What is a DataCentric Organization and how Do I Become one?
In this post, we tell you what exactly it means to be a DataCentric company, its benefits, and the first steps to adopt this approach.
In recent years, we have frequently heard the term data-driven to refer to companies that make decisions based on data. An approach that, despite being a great advance, has limitations: in this type of company, data is still a support, not the central axis.
Therefore, taking it a step further implies evolving towards a DataCentric organization, no longer using data solely for deciding and instead placing it at the center of the entire business architecture, processes, and culture. In other words, instead of data being subordinate to applications, the applications are built around the data.. And what does that imply in practice? Let’s see:
Benefits of Being a DataCentric Organization
- Single source of truth
To begin with, DataCentric organizations eliminate silos and duplications, as everyone works with the same data, from operations to management. This avoids contradictory versions and ensures that the entire company speaks the same language. - Agility and technological resilience
In addition, if an application changes, the data remains intact. This reduces migration costs, facilitates integrations with other solutions and accelerates innovation (the database is not affected by the evolution of the software). - Better quality and governance
On the other hand, in DataCentric companies, data is treated as a strategic asset: governed, validated, secure, and available at the right time. This increases confidence in reports and metrics and allows decisions to be made without fear of errors or inconsistencies.

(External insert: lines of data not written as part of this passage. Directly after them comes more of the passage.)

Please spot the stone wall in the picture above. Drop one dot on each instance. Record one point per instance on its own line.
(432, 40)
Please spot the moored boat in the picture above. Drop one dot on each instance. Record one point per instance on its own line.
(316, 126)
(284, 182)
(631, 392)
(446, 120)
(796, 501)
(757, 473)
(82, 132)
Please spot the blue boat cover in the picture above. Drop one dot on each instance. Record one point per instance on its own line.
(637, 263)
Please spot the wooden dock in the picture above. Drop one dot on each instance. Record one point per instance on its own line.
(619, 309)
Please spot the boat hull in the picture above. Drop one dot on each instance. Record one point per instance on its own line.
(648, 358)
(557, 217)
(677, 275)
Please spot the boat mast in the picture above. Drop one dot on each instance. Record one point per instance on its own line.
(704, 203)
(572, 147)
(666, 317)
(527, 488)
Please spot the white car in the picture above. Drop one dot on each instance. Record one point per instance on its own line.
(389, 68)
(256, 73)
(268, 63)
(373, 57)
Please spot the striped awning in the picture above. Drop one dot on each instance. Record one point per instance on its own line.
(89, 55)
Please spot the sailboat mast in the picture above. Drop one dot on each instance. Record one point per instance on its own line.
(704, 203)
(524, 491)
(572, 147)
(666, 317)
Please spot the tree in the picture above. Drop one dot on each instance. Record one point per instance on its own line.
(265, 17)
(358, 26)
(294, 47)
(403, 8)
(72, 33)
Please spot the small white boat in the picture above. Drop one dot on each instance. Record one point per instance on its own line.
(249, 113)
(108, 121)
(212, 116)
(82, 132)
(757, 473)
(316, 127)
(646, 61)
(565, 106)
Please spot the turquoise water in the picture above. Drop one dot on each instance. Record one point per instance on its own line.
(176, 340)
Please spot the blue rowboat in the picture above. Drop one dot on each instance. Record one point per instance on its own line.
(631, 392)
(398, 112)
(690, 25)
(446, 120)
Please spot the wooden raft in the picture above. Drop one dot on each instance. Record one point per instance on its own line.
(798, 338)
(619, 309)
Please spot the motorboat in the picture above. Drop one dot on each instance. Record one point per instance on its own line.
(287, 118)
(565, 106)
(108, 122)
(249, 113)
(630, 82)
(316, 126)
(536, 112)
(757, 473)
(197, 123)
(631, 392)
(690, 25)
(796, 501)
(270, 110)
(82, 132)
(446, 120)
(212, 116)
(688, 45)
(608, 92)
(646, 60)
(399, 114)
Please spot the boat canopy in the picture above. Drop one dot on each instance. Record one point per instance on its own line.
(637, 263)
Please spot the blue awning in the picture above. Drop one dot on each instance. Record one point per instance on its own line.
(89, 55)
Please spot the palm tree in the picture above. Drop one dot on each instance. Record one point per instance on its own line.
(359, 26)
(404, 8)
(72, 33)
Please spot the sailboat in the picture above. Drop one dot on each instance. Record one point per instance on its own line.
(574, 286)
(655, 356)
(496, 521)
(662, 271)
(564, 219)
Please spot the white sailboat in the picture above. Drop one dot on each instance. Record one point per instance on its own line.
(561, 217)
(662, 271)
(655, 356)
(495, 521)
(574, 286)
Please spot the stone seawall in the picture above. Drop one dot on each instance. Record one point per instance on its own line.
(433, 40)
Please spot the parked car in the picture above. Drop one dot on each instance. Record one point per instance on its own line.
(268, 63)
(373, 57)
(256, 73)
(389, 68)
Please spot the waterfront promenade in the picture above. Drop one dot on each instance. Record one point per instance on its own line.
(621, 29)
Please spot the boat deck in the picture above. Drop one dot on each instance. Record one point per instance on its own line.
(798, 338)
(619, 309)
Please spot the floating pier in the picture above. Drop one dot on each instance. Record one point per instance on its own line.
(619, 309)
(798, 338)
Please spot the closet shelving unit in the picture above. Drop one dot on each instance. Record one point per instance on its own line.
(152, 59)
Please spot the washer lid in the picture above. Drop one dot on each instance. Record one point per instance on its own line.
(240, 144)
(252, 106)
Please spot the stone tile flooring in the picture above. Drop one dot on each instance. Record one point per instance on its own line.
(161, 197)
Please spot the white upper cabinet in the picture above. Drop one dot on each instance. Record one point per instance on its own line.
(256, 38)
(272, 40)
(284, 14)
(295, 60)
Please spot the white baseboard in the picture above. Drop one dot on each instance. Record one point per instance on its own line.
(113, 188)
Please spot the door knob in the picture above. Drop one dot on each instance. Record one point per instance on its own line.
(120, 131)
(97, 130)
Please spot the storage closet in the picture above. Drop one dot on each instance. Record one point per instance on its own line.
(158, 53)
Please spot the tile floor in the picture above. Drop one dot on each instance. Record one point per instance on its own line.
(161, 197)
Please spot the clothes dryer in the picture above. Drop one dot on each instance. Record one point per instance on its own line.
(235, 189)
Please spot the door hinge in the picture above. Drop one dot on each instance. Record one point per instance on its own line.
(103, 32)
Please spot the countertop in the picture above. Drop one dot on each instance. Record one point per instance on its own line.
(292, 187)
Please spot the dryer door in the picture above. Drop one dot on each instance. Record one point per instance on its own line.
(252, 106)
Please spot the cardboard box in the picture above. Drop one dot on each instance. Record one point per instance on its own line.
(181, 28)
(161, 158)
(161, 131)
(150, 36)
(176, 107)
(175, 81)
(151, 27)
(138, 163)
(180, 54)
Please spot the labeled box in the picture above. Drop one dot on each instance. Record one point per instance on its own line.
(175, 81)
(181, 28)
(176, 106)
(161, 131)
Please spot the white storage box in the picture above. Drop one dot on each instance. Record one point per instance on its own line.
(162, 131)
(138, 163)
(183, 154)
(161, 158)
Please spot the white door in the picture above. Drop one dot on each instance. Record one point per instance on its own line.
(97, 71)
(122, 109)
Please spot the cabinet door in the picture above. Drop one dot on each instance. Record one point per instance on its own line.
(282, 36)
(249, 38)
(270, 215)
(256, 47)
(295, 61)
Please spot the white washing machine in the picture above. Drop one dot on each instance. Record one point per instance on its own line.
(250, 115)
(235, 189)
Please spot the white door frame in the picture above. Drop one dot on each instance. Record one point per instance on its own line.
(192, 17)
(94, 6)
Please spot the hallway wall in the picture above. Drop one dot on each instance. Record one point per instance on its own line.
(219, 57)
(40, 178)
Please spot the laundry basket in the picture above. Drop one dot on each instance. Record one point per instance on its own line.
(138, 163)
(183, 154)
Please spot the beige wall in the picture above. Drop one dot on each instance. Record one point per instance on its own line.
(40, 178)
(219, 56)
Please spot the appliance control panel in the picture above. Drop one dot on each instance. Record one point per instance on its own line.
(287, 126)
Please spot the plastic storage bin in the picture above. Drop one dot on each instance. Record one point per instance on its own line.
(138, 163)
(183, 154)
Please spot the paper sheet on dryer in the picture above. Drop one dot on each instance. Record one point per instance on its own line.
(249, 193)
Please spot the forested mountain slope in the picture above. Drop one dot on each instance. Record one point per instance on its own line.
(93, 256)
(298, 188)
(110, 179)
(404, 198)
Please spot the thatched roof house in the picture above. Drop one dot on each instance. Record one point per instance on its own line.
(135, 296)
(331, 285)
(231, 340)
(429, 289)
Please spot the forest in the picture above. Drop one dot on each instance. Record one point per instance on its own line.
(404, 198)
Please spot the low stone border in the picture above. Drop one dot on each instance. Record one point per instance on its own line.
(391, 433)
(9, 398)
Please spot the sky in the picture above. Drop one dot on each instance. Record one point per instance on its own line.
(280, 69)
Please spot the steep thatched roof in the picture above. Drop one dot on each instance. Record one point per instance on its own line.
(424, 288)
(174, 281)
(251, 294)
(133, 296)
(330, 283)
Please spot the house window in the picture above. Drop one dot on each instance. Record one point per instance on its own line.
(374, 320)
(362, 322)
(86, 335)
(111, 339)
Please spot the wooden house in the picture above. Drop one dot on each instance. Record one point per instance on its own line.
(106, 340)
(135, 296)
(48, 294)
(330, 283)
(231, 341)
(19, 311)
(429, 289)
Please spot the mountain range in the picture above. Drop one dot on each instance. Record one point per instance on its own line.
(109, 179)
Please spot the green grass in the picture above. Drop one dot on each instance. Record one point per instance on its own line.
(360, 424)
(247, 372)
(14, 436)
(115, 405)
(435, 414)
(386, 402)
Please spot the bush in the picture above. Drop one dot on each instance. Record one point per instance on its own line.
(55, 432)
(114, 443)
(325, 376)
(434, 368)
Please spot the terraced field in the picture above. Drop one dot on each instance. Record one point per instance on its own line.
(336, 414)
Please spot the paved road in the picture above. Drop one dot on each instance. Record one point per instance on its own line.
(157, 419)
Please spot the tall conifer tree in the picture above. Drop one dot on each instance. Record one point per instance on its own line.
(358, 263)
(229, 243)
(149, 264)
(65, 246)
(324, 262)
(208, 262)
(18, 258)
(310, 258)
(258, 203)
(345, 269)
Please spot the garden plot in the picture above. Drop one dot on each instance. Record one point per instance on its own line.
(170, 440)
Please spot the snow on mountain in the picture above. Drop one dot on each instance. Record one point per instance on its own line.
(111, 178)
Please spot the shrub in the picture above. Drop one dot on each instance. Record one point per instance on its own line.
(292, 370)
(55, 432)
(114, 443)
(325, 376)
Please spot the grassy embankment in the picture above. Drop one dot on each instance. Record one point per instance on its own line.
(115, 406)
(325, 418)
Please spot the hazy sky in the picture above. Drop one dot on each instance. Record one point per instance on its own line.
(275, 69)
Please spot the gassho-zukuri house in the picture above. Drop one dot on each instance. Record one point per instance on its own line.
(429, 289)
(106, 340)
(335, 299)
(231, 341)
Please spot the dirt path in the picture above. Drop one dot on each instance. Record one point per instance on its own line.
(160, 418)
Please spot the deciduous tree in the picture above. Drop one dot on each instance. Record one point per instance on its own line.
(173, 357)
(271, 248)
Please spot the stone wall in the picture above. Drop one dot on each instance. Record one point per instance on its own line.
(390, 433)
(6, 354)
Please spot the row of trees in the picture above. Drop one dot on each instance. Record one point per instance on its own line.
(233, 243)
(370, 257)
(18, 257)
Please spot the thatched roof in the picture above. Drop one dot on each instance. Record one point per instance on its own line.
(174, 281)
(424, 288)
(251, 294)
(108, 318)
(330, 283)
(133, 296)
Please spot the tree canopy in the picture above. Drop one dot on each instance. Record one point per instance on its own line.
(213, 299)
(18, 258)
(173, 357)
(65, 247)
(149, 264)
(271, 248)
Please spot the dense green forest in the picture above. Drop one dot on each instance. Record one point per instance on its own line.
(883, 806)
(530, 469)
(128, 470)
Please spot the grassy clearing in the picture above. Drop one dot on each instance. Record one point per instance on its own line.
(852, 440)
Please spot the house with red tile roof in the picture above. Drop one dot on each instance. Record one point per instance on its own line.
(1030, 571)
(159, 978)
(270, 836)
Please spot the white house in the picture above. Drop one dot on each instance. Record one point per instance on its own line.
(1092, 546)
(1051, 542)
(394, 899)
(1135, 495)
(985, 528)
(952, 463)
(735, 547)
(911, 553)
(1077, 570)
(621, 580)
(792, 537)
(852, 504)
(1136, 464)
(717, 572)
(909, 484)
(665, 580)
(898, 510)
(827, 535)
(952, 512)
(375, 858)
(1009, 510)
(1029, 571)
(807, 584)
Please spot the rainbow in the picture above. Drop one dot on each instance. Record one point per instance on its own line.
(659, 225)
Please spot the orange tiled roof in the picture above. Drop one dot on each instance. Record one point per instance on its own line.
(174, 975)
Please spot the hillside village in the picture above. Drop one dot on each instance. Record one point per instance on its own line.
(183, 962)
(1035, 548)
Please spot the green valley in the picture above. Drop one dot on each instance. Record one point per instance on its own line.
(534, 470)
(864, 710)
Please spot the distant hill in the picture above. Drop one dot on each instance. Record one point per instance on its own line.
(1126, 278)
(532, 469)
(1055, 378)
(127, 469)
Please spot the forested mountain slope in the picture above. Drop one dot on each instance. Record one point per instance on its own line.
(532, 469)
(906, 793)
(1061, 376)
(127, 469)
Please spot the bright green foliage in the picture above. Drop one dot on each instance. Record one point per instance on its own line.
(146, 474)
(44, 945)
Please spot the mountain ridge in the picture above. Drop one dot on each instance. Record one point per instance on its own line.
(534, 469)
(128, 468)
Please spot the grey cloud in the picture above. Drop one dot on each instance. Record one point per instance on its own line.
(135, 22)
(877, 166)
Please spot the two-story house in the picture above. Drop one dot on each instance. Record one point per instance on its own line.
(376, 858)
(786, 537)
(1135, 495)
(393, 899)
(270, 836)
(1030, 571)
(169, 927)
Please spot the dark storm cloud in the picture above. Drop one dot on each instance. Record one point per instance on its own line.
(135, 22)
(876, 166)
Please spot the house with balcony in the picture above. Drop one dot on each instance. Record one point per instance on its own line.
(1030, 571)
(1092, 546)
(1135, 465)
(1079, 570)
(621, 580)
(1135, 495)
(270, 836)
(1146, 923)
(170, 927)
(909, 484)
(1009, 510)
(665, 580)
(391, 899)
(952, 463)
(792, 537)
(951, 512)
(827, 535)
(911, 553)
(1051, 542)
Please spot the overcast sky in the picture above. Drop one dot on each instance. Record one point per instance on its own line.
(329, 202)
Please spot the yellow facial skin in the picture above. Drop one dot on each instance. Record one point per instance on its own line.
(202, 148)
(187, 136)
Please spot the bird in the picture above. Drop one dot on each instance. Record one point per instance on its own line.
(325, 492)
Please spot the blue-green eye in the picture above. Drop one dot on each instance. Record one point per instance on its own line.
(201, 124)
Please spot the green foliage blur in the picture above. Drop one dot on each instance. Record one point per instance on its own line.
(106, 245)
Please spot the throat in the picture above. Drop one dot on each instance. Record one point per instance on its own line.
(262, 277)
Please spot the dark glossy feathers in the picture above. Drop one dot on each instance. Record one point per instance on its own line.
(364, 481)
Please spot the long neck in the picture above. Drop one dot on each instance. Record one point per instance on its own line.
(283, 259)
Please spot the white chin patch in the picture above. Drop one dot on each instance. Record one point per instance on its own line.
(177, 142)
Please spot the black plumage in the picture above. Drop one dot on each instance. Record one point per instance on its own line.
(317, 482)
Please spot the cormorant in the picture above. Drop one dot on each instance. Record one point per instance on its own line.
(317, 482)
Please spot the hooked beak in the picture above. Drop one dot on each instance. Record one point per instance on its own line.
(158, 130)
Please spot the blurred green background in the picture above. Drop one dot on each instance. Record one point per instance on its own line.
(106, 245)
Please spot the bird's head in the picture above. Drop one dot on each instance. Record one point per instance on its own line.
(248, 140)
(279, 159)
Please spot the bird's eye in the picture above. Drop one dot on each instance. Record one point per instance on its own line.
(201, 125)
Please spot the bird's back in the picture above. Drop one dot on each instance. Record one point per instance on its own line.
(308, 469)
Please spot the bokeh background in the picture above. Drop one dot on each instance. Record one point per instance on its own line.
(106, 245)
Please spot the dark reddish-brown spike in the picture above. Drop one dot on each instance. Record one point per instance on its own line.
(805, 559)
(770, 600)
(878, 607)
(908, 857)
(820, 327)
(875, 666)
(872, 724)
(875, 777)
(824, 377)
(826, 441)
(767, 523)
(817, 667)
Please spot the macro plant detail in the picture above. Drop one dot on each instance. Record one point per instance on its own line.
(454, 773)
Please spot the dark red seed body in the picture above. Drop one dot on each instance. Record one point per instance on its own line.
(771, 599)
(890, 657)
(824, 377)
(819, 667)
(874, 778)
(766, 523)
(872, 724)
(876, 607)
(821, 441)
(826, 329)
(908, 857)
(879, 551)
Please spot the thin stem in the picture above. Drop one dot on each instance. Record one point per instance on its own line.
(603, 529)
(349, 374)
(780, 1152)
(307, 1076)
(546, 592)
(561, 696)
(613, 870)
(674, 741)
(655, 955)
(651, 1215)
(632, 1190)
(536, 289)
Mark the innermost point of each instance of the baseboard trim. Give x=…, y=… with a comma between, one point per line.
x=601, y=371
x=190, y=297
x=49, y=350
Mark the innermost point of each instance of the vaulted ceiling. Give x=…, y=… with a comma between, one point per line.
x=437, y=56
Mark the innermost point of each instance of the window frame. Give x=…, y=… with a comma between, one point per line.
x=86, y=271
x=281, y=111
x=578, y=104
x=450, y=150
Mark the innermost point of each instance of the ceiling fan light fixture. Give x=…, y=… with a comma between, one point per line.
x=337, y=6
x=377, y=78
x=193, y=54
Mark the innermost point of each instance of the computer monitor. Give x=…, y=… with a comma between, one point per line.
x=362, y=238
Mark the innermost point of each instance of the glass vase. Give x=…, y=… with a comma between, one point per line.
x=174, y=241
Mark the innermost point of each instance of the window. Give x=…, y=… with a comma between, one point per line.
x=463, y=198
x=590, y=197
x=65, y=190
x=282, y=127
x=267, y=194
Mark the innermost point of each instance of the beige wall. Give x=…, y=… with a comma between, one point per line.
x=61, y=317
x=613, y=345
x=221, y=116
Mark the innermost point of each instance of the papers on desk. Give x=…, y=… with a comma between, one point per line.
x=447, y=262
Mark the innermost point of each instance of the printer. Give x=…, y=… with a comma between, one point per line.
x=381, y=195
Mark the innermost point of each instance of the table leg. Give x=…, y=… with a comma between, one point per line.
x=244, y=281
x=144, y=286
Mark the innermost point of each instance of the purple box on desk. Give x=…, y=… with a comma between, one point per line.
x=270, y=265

- Faster and more accurate decisions
By having unified and reliable access to data, analytics, KPIs, and AI are based on solid information, not fragments or approximations. This, in the end, translates into a reduction in analysis time and a better response to market changes. - Regulatory compliance and trust
Lastly, this model provides traceability and transparency that facilitate audits and compliance with regulations and standards such as ESG, GDPR or those specific to each sector.
With all these benefits on the table, the next step is to be encouraged to put them into practice. At this point, it is normal to ask yourself where to start, what to prioritize and what to leave for later, how to organize yourself…
From Becolve Digital we want to help you take that step, sharing with you our proposed journey towards a DataCentric organization.
How to Become a DataCentric Organization, Step by Step:
1. Put order in the existing data
The first step is to inventory what data is generated, where it is, and how it is consumed. This allows identifying duplications, inconsistencies, and silos, and from there, establishing a common data model.
2. Define a data governance strategy
Set quality, security, and access policies, assign clear roles (Data Owners, Data Stewards) and make sure you have catalog and traceability tools that guarantee trust and transparency.
3. Modernize the technological architecture
Opt for platforms that allow integrating data from multiple sources (OT, IT, cloud or legacy), separate data from applications and incorporate historical storage capabilities, advanced analytics and cloud.
4. Democratize data access
Consider that teams have self-service data visualization and analysis tools, along with the necessary training to interpret and use them in their day-to-day, reducing dependence on IT for each report.
5. Foster a DataCentric culture
Finally, treat data as a strategic asset –and not as a byproduct of applications–, measuring and communicating the value provided by data exploitation and promoting decision-making based on evidence (and not intuitions).
In short, moving towards a DataCentric approach is a necessary evolution for any company that wants to sustain its competitiveness. Putting data at the center is the differentiating point between managing information blindly or deciding with certainty, between reacting late or anticipating.
Although redefining data management and use may be challenging, the reward is clear: fewer risks, better customer experience, more capacity to innovate and, in general, greater competitive advantage.